With on-chain adoption flatlining, this reset in network composition could be a positive nuance.

The LTH sector is notorious for its stubbornness during bear markets; data shows they are not in the mood to sell. “The HODLer class remains resolute with both mature coin USD wealth reaching ATHs, and a multitude of lifespan metrics fully resetting to historical lows, emphasizing the unwillingness to spend held coins,” Glassnode continued, referencing its latest data analysis:

“This suggests the majority of current market churn is associated with the Short-Term Holder class.”

“Large Supply Airgap” Threatens a $12K Return

Despite the increasing number of LTHs as investors, STHs are still expected to produce a significant downside if Bitcoin goes below the $17,600 mark. According to Glassnode, the lack of volume will likely cause a sell-off within the next bid zone, which is currently at $12,000.

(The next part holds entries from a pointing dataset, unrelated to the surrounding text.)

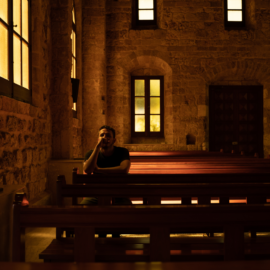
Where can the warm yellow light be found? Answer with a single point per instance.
(74, 44)
(17, 59)
(154, 87)
(146, 4)
(25, 19)
(73, 16)
(154, 105)
(3, 51)
(146, 15)
(25, 59)
(234, 4)
(139, 87)
(139, 105)
(235, 16)
(17, 15)
(139, 123)
(4, 10)
(154, 123)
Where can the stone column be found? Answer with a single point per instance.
(61, 94)
(93, 70)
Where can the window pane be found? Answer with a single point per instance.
(234, 4)
(74, 44)
(139, 123)
(154, 87)
(25, 19)
(74, 107)
(25, 51)
(74, 67)
(73, 16)
(17, 59)
(3, 51)
(234, 16)
(139, 87)
(4, 10)
(17, 15)
(146, 15)
(139, 106)
(149, 4)
(154, 123)
(154, 105)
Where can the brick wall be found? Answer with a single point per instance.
(25, 130)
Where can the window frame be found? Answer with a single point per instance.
(74, 57)
(234, 25)
(7, 86)
(147, 132)
(143, 24)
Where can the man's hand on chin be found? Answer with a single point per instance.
(99, 170)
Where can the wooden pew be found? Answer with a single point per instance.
(233, 220)
(233, 265)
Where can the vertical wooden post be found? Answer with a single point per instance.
(159, 244)
(59, 183)
(233, 242)
(84, 246)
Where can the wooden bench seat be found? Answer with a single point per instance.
(233, 220)
(232, 265)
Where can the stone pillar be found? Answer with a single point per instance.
(61, 94)
(93, 70)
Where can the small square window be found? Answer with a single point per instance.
(144, 14)
(234, 14)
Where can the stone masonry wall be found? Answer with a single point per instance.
(25, 130)
(192, 41)
(61, 93)
(93, 71)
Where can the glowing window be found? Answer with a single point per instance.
(234, 13)
(144, 13)
(147, 106)
(73, 57)
(15, 49)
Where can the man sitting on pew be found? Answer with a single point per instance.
(107, 159)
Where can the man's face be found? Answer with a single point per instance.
(107, 138)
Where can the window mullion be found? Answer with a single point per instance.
(147, 107)
(10, 47)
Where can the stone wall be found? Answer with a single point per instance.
(25, 130)
(94, 70)
(192, 41)
(61, 92)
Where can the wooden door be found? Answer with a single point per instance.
(236, 119)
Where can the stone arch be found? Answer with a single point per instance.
(118, 92)
(246, 72)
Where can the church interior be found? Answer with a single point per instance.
(186, 86)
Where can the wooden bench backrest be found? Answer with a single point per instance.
(233, 220)
(254, 192)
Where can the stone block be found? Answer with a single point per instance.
(9, 104)
(266, 103)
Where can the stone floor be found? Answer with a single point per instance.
(36, 240)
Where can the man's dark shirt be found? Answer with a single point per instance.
(119, 154)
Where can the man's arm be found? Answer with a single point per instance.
(122, 169)
(90, 164)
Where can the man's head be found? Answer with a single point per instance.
(107, 133)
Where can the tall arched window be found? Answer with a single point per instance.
(15, 75)
(74, 64)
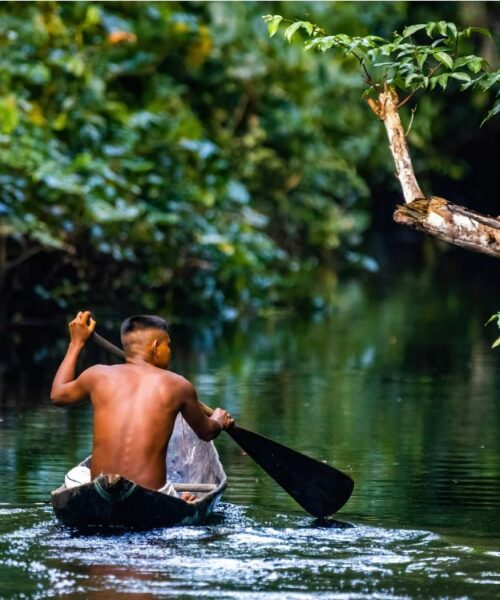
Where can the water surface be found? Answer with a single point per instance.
(398, 387)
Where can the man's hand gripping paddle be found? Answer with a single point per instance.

The Week On-Chain states elsewhere:

“A large supply airgap is apparent below $18k until the $11k–$12k range. Trading below the current cycle low would put an extraordinary volume of Short-Term Holder coins into a deep unrealized loss, which may exacerbate downside reflexivity and trigger yet another wide-ranging capitulation event.”

A chart showing the lack of volume between the two price areas was also included. That starkly contrasted with the area of around $20,000, which is now full of interest. The macro factors that have affected BTC have contributed to the warnings about its potential to drop below $10,000.